South Africa’s Julius Malema: Trump’s right, we’re coming for white farmers

The point of the country’s proposed new “expropriation without compensation” policy would be to take land from white farmers

Radical South African politician Julius Malema confirmed President Donald Trump’s concerns Thursday, declaring defiantly that the point of the country’s proposed new “expropriation without compensation” policy would be to take land from white farmers.

“Through land expropriation, we are forcing white people to share the land which was gained through a crime against the humanity of black and African people,” Malema said in a press conference, referring to the racist land policies of colonialism and apartheid.
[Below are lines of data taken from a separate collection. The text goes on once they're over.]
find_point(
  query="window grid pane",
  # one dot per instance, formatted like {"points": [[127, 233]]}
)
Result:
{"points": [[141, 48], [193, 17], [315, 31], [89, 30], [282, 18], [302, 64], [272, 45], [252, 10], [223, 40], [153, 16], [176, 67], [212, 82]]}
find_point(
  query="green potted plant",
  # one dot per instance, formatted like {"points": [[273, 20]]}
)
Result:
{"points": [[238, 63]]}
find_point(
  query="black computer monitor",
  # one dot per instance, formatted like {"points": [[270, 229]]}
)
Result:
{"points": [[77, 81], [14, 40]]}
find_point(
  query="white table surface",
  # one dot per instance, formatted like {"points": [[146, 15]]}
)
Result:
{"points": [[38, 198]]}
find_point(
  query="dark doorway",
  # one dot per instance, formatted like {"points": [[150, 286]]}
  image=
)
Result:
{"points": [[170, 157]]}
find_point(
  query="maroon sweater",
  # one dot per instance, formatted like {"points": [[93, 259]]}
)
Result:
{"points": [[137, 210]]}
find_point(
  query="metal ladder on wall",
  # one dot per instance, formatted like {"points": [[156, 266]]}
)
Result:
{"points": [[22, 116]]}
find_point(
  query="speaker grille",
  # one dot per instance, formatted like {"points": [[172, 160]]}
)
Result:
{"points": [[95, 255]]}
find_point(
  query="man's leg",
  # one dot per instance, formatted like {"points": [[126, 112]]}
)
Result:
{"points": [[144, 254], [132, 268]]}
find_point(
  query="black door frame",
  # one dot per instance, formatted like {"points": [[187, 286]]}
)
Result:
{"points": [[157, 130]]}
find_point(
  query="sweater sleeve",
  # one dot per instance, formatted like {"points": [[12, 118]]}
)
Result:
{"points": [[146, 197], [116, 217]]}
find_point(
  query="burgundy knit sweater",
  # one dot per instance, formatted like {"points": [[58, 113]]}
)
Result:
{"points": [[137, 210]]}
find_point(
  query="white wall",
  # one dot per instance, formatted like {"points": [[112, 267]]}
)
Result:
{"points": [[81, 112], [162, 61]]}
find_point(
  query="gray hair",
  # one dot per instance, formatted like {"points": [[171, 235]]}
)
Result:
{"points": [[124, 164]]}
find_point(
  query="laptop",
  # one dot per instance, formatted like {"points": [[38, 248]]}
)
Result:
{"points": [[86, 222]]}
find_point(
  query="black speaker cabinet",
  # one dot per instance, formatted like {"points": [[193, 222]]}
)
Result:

On Wednesday evening, President Donald Trump’s tweeted that he had directed Secretary of State Mike Pompeo “to closely study the South Africa land and farm seizures and expropriations and the large scale killing of farmers.”

He appeared to be reacting to a segment on Tucker Carlson’s show on Fox News that evening, during which Carlson highlighted a State Department statement on South Africa’s proposed land reforms that seemed to defend the South African government’s approach and downplay criticisms.

The South African government reacted angrily: “South Africa totally rejects this narrow perception which only seeks to divide our nation and reminds us of our colonial past.” Trump’s domestic critics accused him of racism, and spreading fake news.

But South African critics of the proposed land reform policy applauded Trump for speaking out, and the most radical supporters of the policy — like Malema — confirmed the racial motivations behind the new policy, while daring the United States to do anything about it.

“We must put it on record, unequivocally, that Donald ‘the pathological liar’ Trump, we are not scared of you and your USA or Western imperialist forces,” said Malema, the leader of the small but vocal Economic Freedom Fighters (EFF) opposition party.

“We are not the generation that is going to kneel at the statue of Western imperialism and accept to live in the indignity of black landlessness”.

“Stay out of South Africa’s domestic affairs,” Malema also said, echoing a demand once made by the apartheid regime.

The South African government, which is run by the African National Congress (ANC), has been at pains to calm the fears of land-owners and investors, while at the same time appeasing populists in its own ranks and in the EFF with promises of redistribution.

While not the “white genocide” claimed by some on the American right, the situation has provoked many South Africans – black and white – to worry that the ANC could soon emulate neighboring Zimbabwe, where farm seizures led to economic collapse.